En el refinado imperio inca existió una categoría social, los amautas, cuya sola tarea consistió en cultivar la memoria: olvidar, resignarse a la autoridad de la evocación de su raza, significaba una sentencia de muerte. Nélida Piñon es la encarnación exuberante de esta figura arcaica que en otrora dominó aquel imperio. Parece que tenga 300 años, inmutable en su belleza, tras una mirada que interroga a un mundo percibido como una realidad mestiza: “Estoy siempre mediante la palabra, mediante la invención, hablando de un país visible o invisible… Yo soy hija de los griegos, de los romanos, de los europeos, de los celtas, de los ibéricos… yo soy una geografía que me imagino, se mueve dentro de una serie de capas geológicas. Somos todo lo que decidamos inventar. Pues somos griegos para ser latinos. Hebreos para ser árabes. Budistas para ser cibernéticos.”
Lino, su padre, nació en Cotobade (Pontevendra) y su madre, Carmen, en Brasil, pero sus cuatro abuelos eran emigrantes gallegos. Siente que la península toda corre por sus venas y lo proclama a los cuatro vientos. La artesanía, la técnica por lo preciso, le viene de su padre, fabricante de neveras. De su madre, la emoción y el amor hacia el ballet y el teatro: con ella aprendió a bailar a sus muertos y a interpretar las vidas de toda la familia. Cuando supo del galardón que le habían concedido no pudo por más que pensar en sus “muertos queridos, en mis vivos amados.”

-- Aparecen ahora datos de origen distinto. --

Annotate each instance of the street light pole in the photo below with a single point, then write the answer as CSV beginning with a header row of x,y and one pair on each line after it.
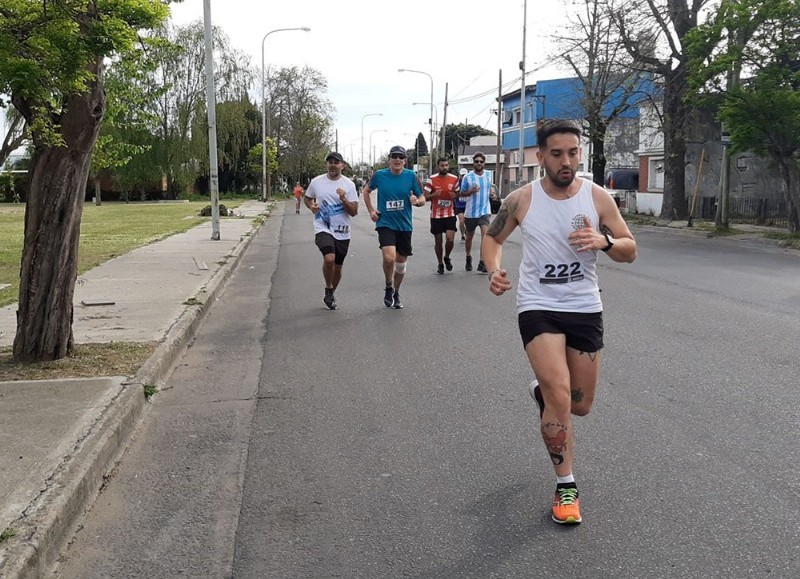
x,y
211,107
522,95
361,160
371,163
265,185
430,145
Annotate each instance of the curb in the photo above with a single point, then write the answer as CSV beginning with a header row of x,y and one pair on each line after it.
x,y
49,521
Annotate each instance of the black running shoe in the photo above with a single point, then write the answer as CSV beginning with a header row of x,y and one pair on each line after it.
x,y
329,300
536,394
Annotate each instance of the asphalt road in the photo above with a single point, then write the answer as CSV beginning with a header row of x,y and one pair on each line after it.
x,y
296,442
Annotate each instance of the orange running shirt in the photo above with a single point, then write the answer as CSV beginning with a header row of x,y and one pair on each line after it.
x,y
444,186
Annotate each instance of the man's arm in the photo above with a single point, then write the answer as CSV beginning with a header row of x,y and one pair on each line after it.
x,y
500,228
365,192
350,207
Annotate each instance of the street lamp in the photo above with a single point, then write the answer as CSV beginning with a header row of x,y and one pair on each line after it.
x,y
361,160
416,147
430,145
371,162
264,130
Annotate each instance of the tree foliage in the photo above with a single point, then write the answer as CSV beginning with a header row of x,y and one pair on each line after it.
x,y
456,137
761,40
52,58
653,32
300,121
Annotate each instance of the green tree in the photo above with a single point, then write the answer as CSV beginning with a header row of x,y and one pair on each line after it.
x,y
126,117
653,32
456,137
610,78
760,38
52,57
300,120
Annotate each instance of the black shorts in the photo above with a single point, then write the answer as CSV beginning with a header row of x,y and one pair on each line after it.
x,y
443,224
584,332
327,243
400,240
471,223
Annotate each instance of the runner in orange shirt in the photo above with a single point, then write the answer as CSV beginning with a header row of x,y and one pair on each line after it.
x,y
440,190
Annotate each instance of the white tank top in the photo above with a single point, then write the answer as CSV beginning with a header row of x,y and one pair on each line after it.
x,y
553,275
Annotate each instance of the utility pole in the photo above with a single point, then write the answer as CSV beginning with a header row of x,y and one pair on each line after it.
x,y
444,123
211,105
497,166
721,219
522,95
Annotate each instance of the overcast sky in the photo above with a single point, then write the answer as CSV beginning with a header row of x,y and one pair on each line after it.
x,y
359,45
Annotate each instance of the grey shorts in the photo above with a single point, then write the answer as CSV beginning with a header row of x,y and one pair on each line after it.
x,y
584,332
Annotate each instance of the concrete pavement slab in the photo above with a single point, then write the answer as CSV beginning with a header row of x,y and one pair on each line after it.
x,y
42,421
60,439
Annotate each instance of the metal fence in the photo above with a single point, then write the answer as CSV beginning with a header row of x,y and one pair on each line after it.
x,y
755,210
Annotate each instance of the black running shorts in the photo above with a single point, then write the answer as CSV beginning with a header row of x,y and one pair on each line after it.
x,y
584,332
401,240
443,224
327,243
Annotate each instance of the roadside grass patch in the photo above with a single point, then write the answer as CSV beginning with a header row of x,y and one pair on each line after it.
x,y
787,239
87,361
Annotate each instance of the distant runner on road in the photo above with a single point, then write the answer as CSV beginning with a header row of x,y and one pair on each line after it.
x,y
564,222
440,191
398,190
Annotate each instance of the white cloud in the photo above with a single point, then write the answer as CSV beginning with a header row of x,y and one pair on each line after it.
x,y
359,45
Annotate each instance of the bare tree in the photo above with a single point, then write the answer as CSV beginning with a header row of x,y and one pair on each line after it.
x,y
653,32
613,81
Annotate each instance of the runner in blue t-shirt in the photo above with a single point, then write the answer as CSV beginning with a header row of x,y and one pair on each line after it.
x,y
397,190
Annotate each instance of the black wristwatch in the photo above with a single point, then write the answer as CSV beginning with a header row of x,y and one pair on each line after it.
x,y
610,241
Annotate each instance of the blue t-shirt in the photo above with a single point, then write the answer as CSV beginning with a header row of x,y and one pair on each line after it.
x,y
394,198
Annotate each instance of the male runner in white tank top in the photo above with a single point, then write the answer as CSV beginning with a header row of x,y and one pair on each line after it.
x,y
565,221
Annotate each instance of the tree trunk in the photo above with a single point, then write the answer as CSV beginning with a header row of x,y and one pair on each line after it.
x,y
674,205
52,231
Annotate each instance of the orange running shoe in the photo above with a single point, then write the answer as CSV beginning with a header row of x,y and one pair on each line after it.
x,y
566,506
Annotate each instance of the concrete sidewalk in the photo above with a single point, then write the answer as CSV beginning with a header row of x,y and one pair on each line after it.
x,y
60,438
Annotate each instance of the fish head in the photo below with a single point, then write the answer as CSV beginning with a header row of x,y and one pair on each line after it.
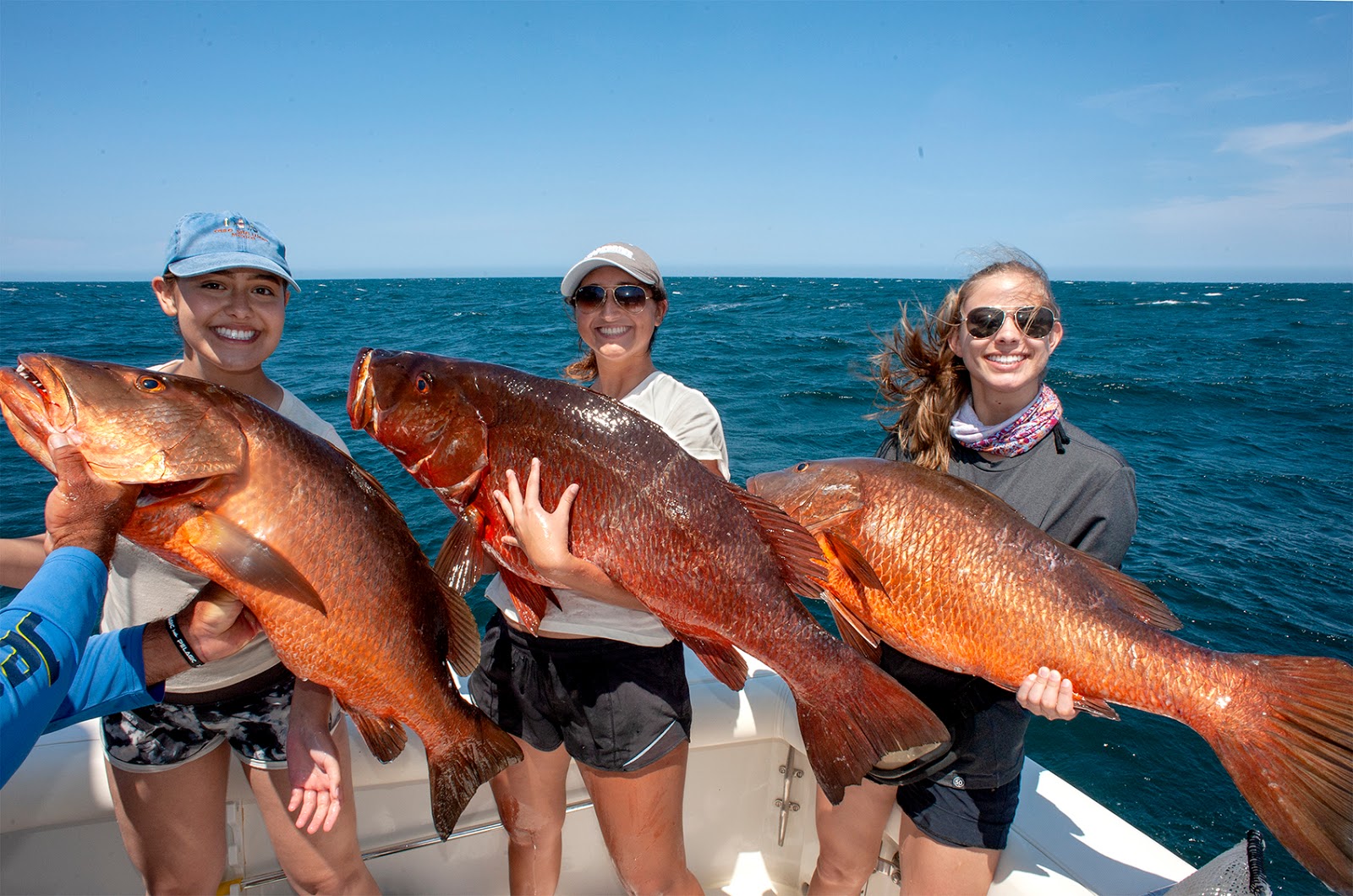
x,y
130,423
815,493
417,407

Dicen que quien se acerca a ella sólo puede contemplar la vida con más intensidad, con la fuerza insoslayable del destino del hombre. Dicen que quien conversa con ella ya no puede olvidar Brasil ni la memoria arqueológica que tiñe “con miel y pan ácimo” su rostro de una calma extraña. Para esta mujer, que narra con la voz inquebrantable de lo femenino, la literatura no es sólo la condición necesaria de su existencia. Para la primera presidenta de la Academia de la Lengua de Brasil, licenciada en Periodismo, Filosofía y Letras y que estudio Creación Literaria, narrar es la condición olvidada de la mujer: “Narro, porque soy mujer. Narro porque desde mis orígenes cumplo con una creencia protóica. Bajo el ardor de la vida, bajo la epifanía de las palabras, me toca asumir todas las formas humanas. A ninguna de ellas doy la espalda ni cancelo sus voces narrativas. Me declaro hija del imperio humano. En mí resuenan las postreras campanadas que el reloj de la humanidad hace repicar en la lluvia valerosa.”
De esta fabuladora inaugural, continuadora de la tarea narrativa que se impuso Joao Guimaraes Rosa y que ofreció su mano en la muerte de su llorada amiga Clarice Lispector, sorprende la pasión secreta por la vida de todos los hombres. Inquieta habérselas con la sensación de que estamos leyendo, tocando casi, el milagro de la escenificación cotidiana que a todos nos hiere. La realidad no puede, en cambio, con quien ha escrito sobre La república de los sueños, sobre La fuerza del destino o sobre La dulce canción de Cayetana. Sus libros están hechos con el barro que cuece a los hombres. Apostada tras las puertas y ventanas de las casas su aliento narrativo se dispone a posar su esperanza y el soplo restaurador de una palabra que narra lo imposible en la tragedia de cada hombre. Se siente brasileña pero es ciudadana de un mundo al que no renuncia.
En ese centón que es La república de los sueños Piñon ha dejado escrito en la voz de un personaje su propio imaginario: “Mi destino es ir al encuentro de una tierra arrastrando la memoria de otra. Sin Galicia, que dejaré atrás, América me llegaría sin aprecio, sin la pasión que me domina ya por completo.”
Descansa saber que recibe un premio como el Príncipe de Asturias una mujer cordial, cuyo semblante se asemeja a una máscara de tragedia griega, contemporánea, pero arcaica, una mujer que se ha definido como aquella “que visita los arcanos y también el territorio de lo sagrado y lo profano.”